Restriction Fragment Handling

HiFive handles all data at the level of the restriction fragment via the Fragment and Fend classes. In the case of 5C data, this means the set of fragments that are specifically targeted by primers, whereas for HiC data, each restriction fragment is treated as two separate units, one for each half of the fragment. The reason for this is that each fragment end (fend) is associated with its own characteristics such as GC content and mappability. Further, because there is an inverse relationship between fragment length and overall interaction signal strength, successful ligation and sequencing is biased towards interaction sites (and therefore cross-linking sites) that occur closer to the end being ligated. Effectively this creates two different populations of interactions, those associated with each half of a restriction fragment.

All normalization and binning are accomplished from the fragment or fend level for 5C and HiC data, respectively. This means that once normalization is complete, it can be used for any level of resolution.

Loading 5C Fragments

Fragments associated with 5C data are loaded from a BED file that contains the chromosome, start and ending coordinates, name, and strand for each primer-targeted restriction fragment from the 5C experiment. Additionally, a FASTA file containing the primer sequences can also be provided to associate the GC content of each primer with its genome position data (used in HiFive’s Binning Algorithm). To reduce the storage space and processing time, only fragment data associated with primer targets are used in HiFive’s 5C Fragment objects, meaning that a different Fragment object is needed for each experimental design, but experiments sharing the same targeted fragments may share a Fragment object file.

Loading HiC Fends

Fends associated with HiC data can be loaded from either a BED file or a HiCPipe-compatible tabular fend file. If using a BED file, the file should contain either the chromosome, start, and stop position of each restriction fragment or the chromosome, start, and stop position of the restriction enzyme recognition sites for the target genome. HiFive will infer which type of BED file is given based on the coordinate intervals. If a HiCPipe-compatible fend file is given, it should contain a header line, fend, fragment, chromosome, coordinate and fragment length information for each fend in the target genome.

fend    frag    chr    coord     valid    frag_len
1       1       1      3002506   1        3372
2       1       1      3005877   1        3372
3       2       1      3005878   1        389
4       2       1      3006266   1        389

Note

HiCPipe-style fend files are 1-indexed, meaning that the first fragment and first fend both are labeled with a 1. This convention is used in HiFive only for these files to maintain compatibility with HiCPipe files.

The header line should contain the exact labels as seen above since HiFive uses them to determine which columns contain what information. In addition to the above characteristics, the tabular fend file may also contain the columns ‘frag_gc’ and ‘map_score’. These fend characteristic values are used in HiFive’s Binning Algorithm, although are not needed for either probability or express normalization.

Non-restriction Fragment-based Genome Partitions

As a consequence of chromatin interaction assay and analysis approach continuing to diversify, enforcing restriction enzyme-based genome partitions is too limiting. HiFive allows both uniform and arbitrary genome partitions for chromatin interaction analysis to support a variety of analysis needs.

There are currently three ways of creating ‘binned’ partitions, although they are all still stored in a Fend object. These different approaches reflect differing experimental designs and care should be take to select the appropriate one.

Binned restriction fragment-based data

In order to support lower coverage datasets and facilitate analysis by users with fewer computational resources, HiFive allows binning of data as it is loaded from mapped read files. This requires knowledge of restriction sites as well as the binning interval. Thus a Fend object created for these kind of data should be created as described above for a standard RE-based partitioning but will also be passed a bin width via the ‘binned’ option. Datasets connected to the resulting Fend object will automatically be binned and all subsequent analysis will be on the binned data. This allows proper filtering of the reads but no need to have the overhead of keep fend pairs after this stage.
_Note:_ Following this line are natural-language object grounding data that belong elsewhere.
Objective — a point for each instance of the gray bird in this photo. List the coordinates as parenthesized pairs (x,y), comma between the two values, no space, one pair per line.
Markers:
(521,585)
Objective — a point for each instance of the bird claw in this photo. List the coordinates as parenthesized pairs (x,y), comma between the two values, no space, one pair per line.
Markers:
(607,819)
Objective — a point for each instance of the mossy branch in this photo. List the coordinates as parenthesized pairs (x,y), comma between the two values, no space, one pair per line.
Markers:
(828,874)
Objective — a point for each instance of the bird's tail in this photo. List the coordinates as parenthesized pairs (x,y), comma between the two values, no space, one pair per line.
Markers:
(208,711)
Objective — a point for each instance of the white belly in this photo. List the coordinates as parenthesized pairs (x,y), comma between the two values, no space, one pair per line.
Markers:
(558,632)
Uniform genome paritioning

If filtering based on RE-fragments is not needed, either because it has been previously performed or the experiment did not use a restriction enzyme, a Fend object with a uniform paritioning of the genome can be produced by passing a file containing only the chromosome names and lengths plus a bin width. Datasets associated with the resulting Fend object will not be able to perform filtering based on RE fragment assignment but can filter reads based on orientation as decribed for bin-based filtering. Bins produced in this approach always start from coordinate zero.

Arbitrary genome paritioning

HiFive also accepts user-defined paritions. The primary difference between these and restriction fragments are that unlike RE fragments, bins are no subdivided (i.e. fragments into fends) and no fragment-based filtering is performed on reads for datasets associated with these fend files. In order to tell HiFive that the parition file being passed is not restriction fragments, a value of zero must be passed to the ‘binned’ option.

Note

Unlike RE-based paritions, within-bin interactions are included in binned partitions. This is all handled automatically by HiFive with one exception. If calling library functions directly, the ‘diagonal_included’ argument needs to be passed to plotting functions as they do not have access to the HiC object and therefore cannot determine whether the data are of the ‘binned’ type.